Jeff Benedict is a brilliant American sportswriter. His biography of Tiger Woods is unputdownable. In LeBron, he turns his gaze on another giant of American sport, basketball’s LeBron James, a man who reached the top of his mountain by overcoming incredible odds. The detail about the loneliness of his childhood is eye-popping.
Possessing the deft touch of a novelist and having played inter-county camogie for Tipperary means Eimear Ryan has the ideal credentials to examine issues of gender and identity in sport in modern Ireland.

Richie Fitzgerald grew up in Bundoran, Co Donegal in the 1980s.
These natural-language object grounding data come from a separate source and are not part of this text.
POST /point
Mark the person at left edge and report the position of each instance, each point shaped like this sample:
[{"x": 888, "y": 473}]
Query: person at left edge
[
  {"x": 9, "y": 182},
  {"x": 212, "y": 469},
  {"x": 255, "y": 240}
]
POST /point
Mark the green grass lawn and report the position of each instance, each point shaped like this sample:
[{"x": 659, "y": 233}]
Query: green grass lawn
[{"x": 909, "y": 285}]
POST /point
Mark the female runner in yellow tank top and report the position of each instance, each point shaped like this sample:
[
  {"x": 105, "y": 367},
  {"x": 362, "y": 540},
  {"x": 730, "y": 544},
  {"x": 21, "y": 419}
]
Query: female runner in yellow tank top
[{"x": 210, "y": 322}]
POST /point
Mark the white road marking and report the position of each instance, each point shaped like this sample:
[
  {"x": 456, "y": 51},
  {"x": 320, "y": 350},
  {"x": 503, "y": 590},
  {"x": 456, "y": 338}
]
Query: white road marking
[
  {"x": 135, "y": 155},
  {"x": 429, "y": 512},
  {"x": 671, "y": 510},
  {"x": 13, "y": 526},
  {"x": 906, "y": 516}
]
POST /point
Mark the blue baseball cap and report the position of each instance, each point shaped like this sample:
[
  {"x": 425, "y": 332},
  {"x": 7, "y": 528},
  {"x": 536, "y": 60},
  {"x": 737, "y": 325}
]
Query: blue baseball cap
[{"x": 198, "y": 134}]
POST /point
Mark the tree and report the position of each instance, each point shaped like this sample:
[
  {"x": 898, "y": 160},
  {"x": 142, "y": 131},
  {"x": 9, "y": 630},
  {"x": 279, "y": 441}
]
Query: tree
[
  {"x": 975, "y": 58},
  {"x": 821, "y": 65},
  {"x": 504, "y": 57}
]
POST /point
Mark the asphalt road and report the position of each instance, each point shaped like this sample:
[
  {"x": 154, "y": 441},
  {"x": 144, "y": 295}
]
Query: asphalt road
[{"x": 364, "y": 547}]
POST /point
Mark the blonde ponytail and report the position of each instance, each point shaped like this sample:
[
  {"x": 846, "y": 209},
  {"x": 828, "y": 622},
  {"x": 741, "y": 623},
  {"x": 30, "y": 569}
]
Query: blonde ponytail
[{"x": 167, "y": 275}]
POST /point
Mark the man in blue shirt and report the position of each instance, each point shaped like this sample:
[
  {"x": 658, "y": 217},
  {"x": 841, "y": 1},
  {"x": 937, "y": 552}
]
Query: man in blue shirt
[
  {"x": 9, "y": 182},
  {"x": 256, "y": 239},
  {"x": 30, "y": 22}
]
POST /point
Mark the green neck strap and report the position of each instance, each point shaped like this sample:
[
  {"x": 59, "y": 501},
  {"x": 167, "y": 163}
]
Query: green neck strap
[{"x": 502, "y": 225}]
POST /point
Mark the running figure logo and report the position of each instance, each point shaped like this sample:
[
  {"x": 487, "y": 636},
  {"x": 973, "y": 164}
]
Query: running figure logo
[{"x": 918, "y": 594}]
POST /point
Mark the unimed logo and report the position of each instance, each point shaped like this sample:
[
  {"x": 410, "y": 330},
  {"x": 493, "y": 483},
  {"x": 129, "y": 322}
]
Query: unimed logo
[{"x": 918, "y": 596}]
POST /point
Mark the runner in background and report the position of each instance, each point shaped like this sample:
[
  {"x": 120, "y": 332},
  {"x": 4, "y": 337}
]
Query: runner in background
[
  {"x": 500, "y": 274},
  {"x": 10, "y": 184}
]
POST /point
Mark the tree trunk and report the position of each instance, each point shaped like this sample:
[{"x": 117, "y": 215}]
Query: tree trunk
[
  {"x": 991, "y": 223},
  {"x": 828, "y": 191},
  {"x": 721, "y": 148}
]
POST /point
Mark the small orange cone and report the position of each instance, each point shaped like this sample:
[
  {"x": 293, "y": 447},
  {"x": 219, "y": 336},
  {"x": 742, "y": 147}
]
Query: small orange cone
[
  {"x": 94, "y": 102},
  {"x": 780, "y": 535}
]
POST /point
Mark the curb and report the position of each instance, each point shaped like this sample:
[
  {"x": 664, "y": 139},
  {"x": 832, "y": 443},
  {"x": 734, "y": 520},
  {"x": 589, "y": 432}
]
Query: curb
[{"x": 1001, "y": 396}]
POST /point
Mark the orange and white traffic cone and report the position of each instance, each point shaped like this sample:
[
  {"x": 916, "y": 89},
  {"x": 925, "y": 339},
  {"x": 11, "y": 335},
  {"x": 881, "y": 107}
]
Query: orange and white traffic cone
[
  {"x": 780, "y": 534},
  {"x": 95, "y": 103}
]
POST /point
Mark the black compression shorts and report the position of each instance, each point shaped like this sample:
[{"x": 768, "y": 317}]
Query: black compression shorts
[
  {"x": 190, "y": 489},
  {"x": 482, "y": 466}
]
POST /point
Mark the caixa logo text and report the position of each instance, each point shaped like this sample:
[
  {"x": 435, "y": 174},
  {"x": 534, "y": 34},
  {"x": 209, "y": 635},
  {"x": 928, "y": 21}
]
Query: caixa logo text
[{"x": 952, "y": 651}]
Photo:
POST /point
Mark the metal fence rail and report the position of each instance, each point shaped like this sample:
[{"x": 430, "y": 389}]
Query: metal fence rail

As Ireland’s first pro surfer, he has lived a life less ordinary, riding big waves – with monk-like dedication and extraordinary bravery – all over the world.

You couldn’t find a better companion for your holidays than Roddy Collins’ hilarious memoir about his life in football. But it’s not just about the laughs. The book is full of insight, warmth and a life well lived, superbly ghosted by his friend Paul Howard.
Tadhg Coakley’s necklace of essays about sport’s magical pull on us is a masterpiece. The book has special resonance for Irish readers because of its local references and focus on sports like hurling, but its themes, ideas and charm are universal.